Sept 29th A.D. 1864. it was still misting rain. We had bread & coffee for breakfast. Capt Dunbar came to the regt having just bin exchanged & reached our lines. He looks poor but not a piece of his garment had bin taken from him which was a great wonder as they strip nearly all of our men that they get. He said if we could see our men that are prisnors we would not take any more Prisnors. He said it was no use to tell us how they was treated for he could not make us believe him. He was at Charlston. He said it was a desperate plase. & is being shelled yet by our men. He was captured by a squad of rebels Scouts who was from Atlanta & was ordered in to Jones Boro on that road & had he not steped down in the road for 3 minuts they would have road in our lines as they did not know that the yankies was on the left of the railroad. The Captain sais that Genl Hoods army is disbandoned he thinks. He saw a Lieut of the 2nd Div who was captured on the evening of the 1st of Sept while on the skirmish line. & he said the rebels was running & leveing their artillery & was perfectly confused in our front. & had night not bin shading the Earth it would have bin one of the greatest victorys for us that we have gained on this campaign. But we did not get in position till after night. & then we could not go forward & so the rebels came back & got their artillery that the skirimish line had run them from on the left of 1st Div 4th A.C. We drew some beef. I writ some. There was a little mail but not a through mail, as it was said the rebels had destroyed the R.R. between Nashville & Louisville & between Chattanooga & Bridge Port & the 2nd Div of our Corps had a fight with the rebels between Chattanooga & Bridge Port.
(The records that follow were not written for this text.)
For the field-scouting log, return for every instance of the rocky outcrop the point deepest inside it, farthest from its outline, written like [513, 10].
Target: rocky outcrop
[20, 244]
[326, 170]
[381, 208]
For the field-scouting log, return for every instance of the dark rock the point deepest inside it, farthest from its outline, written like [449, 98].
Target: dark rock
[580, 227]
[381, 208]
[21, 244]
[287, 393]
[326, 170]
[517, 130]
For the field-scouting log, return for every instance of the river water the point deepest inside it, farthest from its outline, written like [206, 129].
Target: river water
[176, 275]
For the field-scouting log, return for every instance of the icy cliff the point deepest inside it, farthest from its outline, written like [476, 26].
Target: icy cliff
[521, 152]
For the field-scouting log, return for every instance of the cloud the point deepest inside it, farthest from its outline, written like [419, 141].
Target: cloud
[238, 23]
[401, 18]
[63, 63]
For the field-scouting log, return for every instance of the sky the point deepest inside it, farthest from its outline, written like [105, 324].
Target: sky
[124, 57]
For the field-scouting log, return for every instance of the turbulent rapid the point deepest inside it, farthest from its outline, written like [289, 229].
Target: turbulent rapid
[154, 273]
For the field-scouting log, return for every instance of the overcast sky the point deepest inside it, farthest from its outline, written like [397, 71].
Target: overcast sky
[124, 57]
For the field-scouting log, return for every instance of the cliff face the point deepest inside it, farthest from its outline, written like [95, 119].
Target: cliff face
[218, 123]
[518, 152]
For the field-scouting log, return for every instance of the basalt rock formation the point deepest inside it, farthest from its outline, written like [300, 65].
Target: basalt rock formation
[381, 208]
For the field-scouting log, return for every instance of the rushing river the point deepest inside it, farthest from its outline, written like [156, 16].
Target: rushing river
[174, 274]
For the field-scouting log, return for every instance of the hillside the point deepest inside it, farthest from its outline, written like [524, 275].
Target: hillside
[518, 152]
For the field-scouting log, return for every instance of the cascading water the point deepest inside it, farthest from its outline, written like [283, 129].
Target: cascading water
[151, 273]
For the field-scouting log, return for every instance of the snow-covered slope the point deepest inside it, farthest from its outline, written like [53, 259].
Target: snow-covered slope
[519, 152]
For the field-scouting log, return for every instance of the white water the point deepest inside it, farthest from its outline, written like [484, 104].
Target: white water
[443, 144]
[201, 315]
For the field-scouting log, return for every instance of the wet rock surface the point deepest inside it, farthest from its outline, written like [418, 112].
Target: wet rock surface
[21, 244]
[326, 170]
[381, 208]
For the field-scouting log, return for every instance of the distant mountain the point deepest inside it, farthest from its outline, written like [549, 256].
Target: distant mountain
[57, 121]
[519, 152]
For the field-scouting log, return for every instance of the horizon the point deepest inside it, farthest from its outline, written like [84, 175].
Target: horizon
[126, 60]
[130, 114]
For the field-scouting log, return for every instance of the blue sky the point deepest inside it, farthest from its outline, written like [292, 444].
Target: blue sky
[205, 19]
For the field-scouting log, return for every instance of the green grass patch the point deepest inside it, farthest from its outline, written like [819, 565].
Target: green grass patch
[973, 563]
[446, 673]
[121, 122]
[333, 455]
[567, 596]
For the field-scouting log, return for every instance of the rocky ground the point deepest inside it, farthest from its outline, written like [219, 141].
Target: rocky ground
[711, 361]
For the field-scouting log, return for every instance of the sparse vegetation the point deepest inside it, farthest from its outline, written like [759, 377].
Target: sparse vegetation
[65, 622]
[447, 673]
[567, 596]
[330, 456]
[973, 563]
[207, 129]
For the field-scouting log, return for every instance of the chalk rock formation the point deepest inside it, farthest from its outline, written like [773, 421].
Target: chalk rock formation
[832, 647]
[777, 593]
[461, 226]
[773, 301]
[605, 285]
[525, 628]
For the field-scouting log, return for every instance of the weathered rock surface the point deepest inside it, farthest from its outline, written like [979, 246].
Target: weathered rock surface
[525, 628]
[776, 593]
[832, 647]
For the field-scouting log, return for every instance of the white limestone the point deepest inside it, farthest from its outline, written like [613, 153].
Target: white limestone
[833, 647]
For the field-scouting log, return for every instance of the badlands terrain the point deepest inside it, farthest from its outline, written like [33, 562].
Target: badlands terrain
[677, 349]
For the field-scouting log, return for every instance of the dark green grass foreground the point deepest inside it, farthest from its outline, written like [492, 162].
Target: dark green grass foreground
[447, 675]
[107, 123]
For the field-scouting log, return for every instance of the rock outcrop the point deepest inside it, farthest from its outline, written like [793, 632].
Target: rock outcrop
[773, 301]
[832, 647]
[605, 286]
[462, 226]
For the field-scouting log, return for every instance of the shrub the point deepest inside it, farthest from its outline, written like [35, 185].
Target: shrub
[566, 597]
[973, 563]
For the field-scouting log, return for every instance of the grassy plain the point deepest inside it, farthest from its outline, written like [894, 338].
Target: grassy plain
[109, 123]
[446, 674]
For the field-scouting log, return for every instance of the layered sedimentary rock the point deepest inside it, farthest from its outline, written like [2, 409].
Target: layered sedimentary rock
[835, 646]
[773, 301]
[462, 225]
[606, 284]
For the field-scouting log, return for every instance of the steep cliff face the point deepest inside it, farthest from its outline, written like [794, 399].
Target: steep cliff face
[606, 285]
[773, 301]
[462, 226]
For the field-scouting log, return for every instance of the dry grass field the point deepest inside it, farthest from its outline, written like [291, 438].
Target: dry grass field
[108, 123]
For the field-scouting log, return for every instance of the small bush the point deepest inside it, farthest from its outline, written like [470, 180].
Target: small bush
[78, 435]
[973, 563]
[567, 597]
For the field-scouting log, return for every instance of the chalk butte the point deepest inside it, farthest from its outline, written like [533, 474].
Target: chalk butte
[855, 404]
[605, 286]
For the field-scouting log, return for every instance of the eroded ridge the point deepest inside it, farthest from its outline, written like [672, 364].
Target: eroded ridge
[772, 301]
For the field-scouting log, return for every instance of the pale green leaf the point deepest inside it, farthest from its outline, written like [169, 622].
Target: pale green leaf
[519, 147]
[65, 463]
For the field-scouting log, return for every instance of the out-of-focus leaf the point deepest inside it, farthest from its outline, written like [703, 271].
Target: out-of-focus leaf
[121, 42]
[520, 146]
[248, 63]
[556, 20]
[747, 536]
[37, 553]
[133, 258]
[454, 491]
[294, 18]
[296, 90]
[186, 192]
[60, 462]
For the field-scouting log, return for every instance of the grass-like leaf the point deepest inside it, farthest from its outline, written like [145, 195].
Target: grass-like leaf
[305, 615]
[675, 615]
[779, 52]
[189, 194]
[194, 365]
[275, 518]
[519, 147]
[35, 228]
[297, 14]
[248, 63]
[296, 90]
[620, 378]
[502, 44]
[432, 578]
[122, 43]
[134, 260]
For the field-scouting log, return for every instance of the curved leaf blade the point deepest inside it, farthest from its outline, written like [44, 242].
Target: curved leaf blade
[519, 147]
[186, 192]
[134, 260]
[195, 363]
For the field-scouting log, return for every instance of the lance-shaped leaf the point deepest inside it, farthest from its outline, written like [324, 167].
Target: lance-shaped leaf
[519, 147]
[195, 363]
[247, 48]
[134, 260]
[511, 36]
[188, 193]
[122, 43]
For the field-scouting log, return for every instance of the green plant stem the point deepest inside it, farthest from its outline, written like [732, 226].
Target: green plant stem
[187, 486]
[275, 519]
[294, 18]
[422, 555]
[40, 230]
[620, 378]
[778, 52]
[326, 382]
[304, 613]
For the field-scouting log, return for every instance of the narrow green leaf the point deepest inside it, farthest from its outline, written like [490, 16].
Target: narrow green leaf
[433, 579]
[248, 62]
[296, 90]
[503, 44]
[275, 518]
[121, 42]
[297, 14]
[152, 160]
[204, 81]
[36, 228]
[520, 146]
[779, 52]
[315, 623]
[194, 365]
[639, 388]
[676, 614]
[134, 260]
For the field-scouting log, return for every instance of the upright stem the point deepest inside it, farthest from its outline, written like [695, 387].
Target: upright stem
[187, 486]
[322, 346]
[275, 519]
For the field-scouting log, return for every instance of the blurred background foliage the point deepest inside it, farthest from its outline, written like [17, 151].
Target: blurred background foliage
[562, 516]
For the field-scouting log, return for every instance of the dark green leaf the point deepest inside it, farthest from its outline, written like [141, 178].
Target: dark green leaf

It is said there is about 2 or more divisions of rebel Infantry & all their cavelry back trying to destroy the R.R. George McIlvain of 22nd Ind v.v.t. came over & said their Div had orders to be ready to go on the cars this evening, to go back along the road. We drilled one hour company drill & the rest of the time I had I writ. I sent out 3 very large letters. We had dressparade. We spent the evening in singing & talking.
Sept 30th A.D. 1864. We had bread & coffee for breakfast. I made out a monthly return. The first I ever made in full. & it was a little bothersome. I drilled the company one hour. I received a letter from James. & Sarah & they was geting along fine. Pa was not very well. Jas's leg was geting better. I was glad to hear from home. I writ some. There was great rumors that the rebels was in our rear. & it is said it is on the Bulliton Bord in town that Grants troops had took a line of works & was goying for Richmond. There was more of our Prisnors came in. It was said Grant & Shardon had formed a junction. I drilled the Comp one hour in the afternoon. Capt Dunbar took comd of the regt. We had dressparade. I spent the evening in listening at Capt Dunbar tell of the horrible treatment of our men that are Prisnors in the rebels hands.